The research has garnered attention both in Canada and internationally. At the annual meeting of the American Academy of Orthopedic Surgeons last year in Las Vegas, it was chosen from among hundreds of studies as one of 15 papers most likely to change clinical practice in the next two to three years. A second phase of research is now underway with patients who receive purely arthroscopic rotator cuff repairs — as opposed to the mini-open surgery patients.
“Rotator cuff disease is very common to the population in general,” says orthopedic surgeon Dr. Marty Bouliane, also a study co-author and assistant clinical professor in the Faculty of Medicine & Dentistry at the U of A. “Half of people 70 or older will have a rotator cuff tear.”
Tears can occur as a result of aging, genetics, activity and injury — and many people will have no pain or symptoms at all. Typically, physiotherapy is prescribed to manage the condition. But if rehab fails and pain persists — or in cases of sudden traumatic injury — surgery is performed.
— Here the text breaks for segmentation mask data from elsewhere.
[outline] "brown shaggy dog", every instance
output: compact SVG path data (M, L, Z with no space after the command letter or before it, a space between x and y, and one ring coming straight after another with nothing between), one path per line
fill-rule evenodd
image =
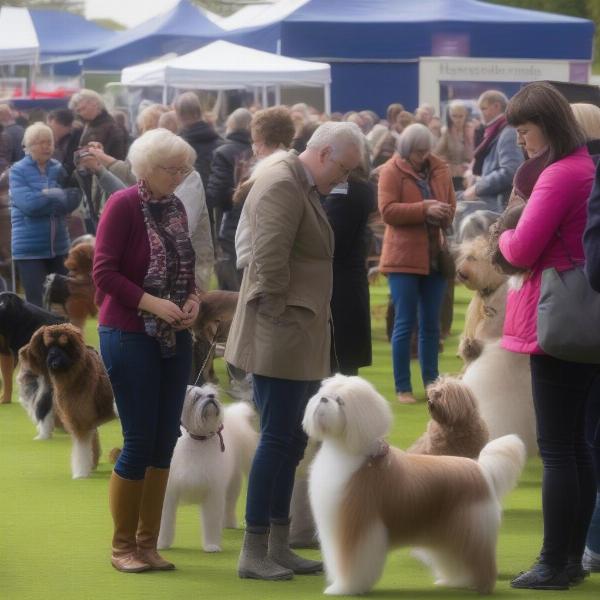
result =
M427 408L431 415L427 431L407 452L479 456L490 436L468 386L455 377L439 377L427 387Z
M200 310L192 325L194 334L194 364L192 367L192 379L194 385L198 371L206 361L201 374L201 382L217 383L213 370L213 359L215 356L214 343L224 344L227 342L231 321L237 306L238 292L226 292L214 290L200 295ZM207 355L208 356L207 358Z
M40 327L21 353L34 373L52 382L55 410L73 439L73 479L88 477L100 457L97 428L116 416L100 356L70 323Z
M468 363L482 350L482 342L502 335L506 311L507 276L491 263L488 240L480 236L463 242L458 250L456 276L477 293L469 303L459 355Z
M509 229L514 229L521 218L525 201L515 196L511 198L512 204L509 204L506 210L500 215L500 218L490 227L490 238L488 241L491 263L501 273L505 275L516 275L523 273L525 269L511 265L500 252L498 244L500 236Z

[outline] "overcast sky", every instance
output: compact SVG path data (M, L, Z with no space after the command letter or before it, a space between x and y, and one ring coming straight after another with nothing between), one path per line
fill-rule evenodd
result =
M139 25L171 9L178 0L86 0L87 19L112 19L126 27Z

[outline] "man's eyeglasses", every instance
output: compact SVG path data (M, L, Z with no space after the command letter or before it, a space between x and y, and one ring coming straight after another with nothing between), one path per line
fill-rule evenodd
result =
M162 169L163 171L166 171L172 177L175 177L175 175L181 175L182 177L186 177L192 172L192 169L190 167L163 167L161 165L158 165L158 168Z
M349 177L350 173L352 173L352 169L349 169L348 167L344 166L339 160L335 160L331 158L331 156L329 157L329 160L338 166L344 178Z

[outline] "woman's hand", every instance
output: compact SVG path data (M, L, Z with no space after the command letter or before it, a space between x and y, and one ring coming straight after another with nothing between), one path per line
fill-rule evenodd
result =
M425 219L428 222L441 223L450 216L450 206L439 200L423 200L425 205Z
M159 319L171 325L171 327L176 328L181 325L186 316L174 302L165 298L157 298L148 293L142 296L138 308L156 315Z
M198 297L189 296L181 310L183 312L183 319L181 320L181 324L175 327L177 331L188 329L196 320L198 311L200 310L200 302Z

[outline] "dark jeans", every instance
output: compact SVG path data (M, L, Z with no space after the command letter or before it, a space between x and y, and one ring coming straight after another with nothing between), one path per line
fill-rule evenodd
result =
M594 470L596 472L596 508L588 529L586 546L595 554L600 554L600 383L596 378L594 393L591 395L586 416L586 438Z
M55 256L54 258L15 260L27 302L42 306L46 275L50 275L50 273L66 275L65 258L66 256Z
M586 410L597 391L599 367L546 355L531 356L538 447L543 463L542 562L581 561L596 498L585 441Z
M147 467L171 464L192 363L191 336L179 331L175 356L163 358L158 342L145 333L98 330L123 428L115 471L125 479L143 479Z
M253 383L260 441L248 477L246 525L261 532L271 521L289 519L296 467L307 442L304 409L320 382L253 375Z
M446 279L439 273L390 273L388 283L394 303L392 360L396 392L410 392L410 338L419 318L419 362L423 384L438 377L440 310Z

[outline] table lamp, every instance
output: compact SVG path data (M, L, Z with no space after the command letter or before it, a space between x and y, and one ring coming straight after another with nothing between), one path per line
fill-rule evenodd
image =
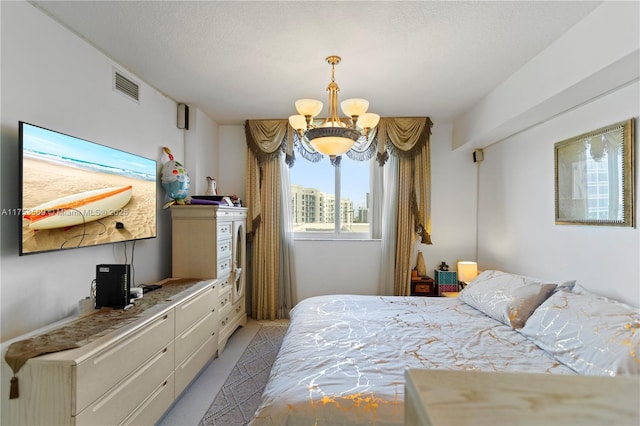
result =
M478 264L476 262L460 261L458 262L458 280L464 288L475 277L478 276Z

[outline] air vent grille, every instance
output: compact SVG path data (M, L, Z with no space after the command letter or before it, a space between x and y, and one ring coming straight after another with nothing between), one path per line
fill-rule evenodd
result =
M140 86L138 83L128 79L118 71L114 71L113 88L135 101L140 100Z

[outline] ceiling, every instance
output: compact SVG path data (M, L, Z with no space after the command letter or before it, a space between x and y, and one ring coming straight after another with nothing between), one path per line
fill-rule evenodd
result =
M219 124L299 98L453 120L569 30L587 1L35 1L147 84ZM141 94L144 102L144 93ZM326 106L321 116L326 115Z

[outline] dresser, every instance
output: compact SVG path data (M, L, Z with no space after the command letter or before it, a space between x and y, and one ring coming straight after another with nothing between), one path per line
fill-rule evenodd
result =
M129 311L103 308L3 343L1 423L158 421L218 349L218 283L182 281L160 282L162 289ZM157 302L149 303L154 296ZM87 338L82 334L87 329L101 331ZM79 347L31 358L16 372L19 395L11 399L13 372L4 360L10 345L48 344L74 333Z
M244 207L171 206L172 275L220 282L219 351L247 322L246 221Z

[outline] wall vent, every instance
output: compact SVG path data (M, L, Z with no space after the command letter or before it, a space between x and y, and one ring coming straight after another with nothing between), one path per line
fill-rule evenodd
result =
M140 101L140 85L117 70L113 70L113 90L130 97L136 102Z

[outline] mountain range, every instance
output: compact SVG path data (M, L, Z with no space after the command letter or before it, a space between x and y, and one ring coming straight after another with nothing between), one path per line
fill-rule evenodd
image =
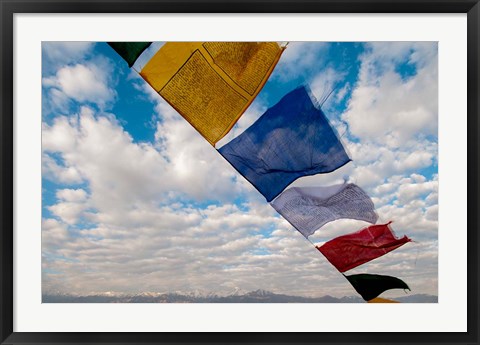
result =
M438 296L417 294L394 298L402 303L437 303ZM358 296L301 297L276 294L265 290L233 293L227 296L196 293L141 293L132 295L94 294L78 296L69 294L45 294L43 303L364 303Z

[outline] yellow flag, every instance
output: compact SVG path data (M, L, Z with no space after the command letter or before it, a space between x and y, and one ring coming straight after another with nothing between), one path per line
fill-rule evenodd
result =
M276 42L168 42L140 75L215 146L265 85L282 52Z
M391 299L377 297L377 298L371 299L367 303L400 303L400 302L397 302Z

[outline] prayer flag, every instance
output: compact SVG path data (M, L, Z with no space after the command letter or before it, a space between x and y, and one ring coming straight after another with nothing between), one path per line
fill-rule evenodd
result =
M334 238L317 249L340 272L348 271L411 241L407 236L395 237L390 223L371 225L352 234Z
M267 201L299 177L328 173L350 161L305 87L284 96L219 152Z
M353 183L289 188L271 205L307 238L326 223L340 218L372 224L378 219L370 197Z
M382 297L377 297L374 299L371 299L370 301L367 301L368 303L400 303L398 301L394 301L392 299L386 299Z
M276 42L167 42L140 75L215 146L260 92L282 52Z
M382 276L379 274L353 274L345 276L353 288L365 301L370 301L390 289L408 289L407 284L401 279Z
M108 42L118 55L132 67L138 57L147 49L152 42Z

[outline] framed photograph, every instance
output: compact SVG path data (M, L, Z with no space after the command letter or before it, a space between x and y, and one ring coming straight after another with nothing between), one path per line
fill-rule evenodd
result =
M1 0L2 344L478 344L478 1Z

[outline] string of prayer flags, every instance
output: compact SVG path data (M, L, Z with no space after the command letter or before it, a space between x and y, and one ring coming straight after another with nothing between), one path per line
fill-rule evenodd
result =
M391 289L407 289L407 284L401 279L382 276L379 274L353 274L345 276L353 288L362 296L365 301L370 301L381 293Z
M276 42L167 42L140 75L213 146L260 92Z
M346 272L411 241L407 236L395 237L390 224L371 225L352 234L336 237L317 249L337 270Z
M392 299L386 299L382 297L376 297L374 299L371 299L370 301L367 301L367 303L400 303L398 301L394 301Z
M108 44L132 67L151 42ZM283 50L276 42L167 42L140 75L215 146L261 91ZM285 190L299 177L330 173L350 161L305 86L285 95L218 152L307 239L337 219L371 224L378 219L372 200L355 184ZM369 226L316 248L346 272L411 241L406 236L396 238L390 223ZM378 296L389 289L409 289L390 276L345 278L369 303L398 303Z
M132 67L151 44L152 42L108 42L108 45L128 63L128 67Z
M271 202L273 208L308 238L328 222L349 218L375 224L378 215L370 197L357 185L292 187Z
M269 202L297 178L332 172L350 161L304 86L284 96L219 152Z

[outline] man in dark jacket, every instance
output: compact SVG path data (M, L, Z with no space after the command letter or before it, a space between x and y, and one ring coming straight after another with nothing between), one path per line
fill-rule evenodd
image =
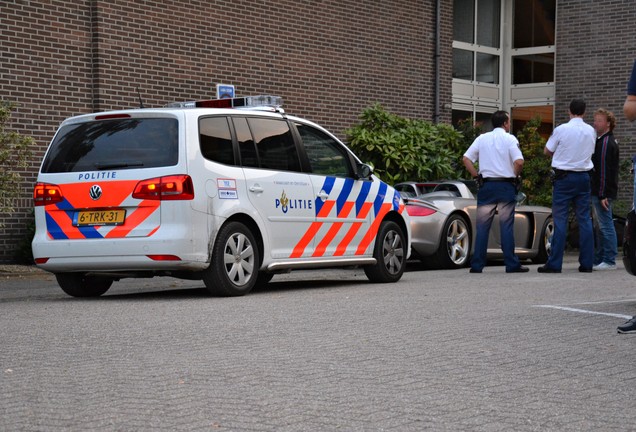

In the AHS Edmonton Zone, more than 1,000 rotator cuff surgeries are performed each year, primarily at Grey Nuns Community Hospital (Covenant Health) in Mill Woods, Sturgeon Community Hospital in St. Albert and Leduc Community Hospital in Leduc.
Funders for this rotator cuff research include M.S.I. Foundation ($50,000); Workers’ Compensation Board – Alberta ($30,000); Arthroscopy Association of North America ($25,000); and Edmonton Civic Employees Charitable Assistance Fund ($10,000).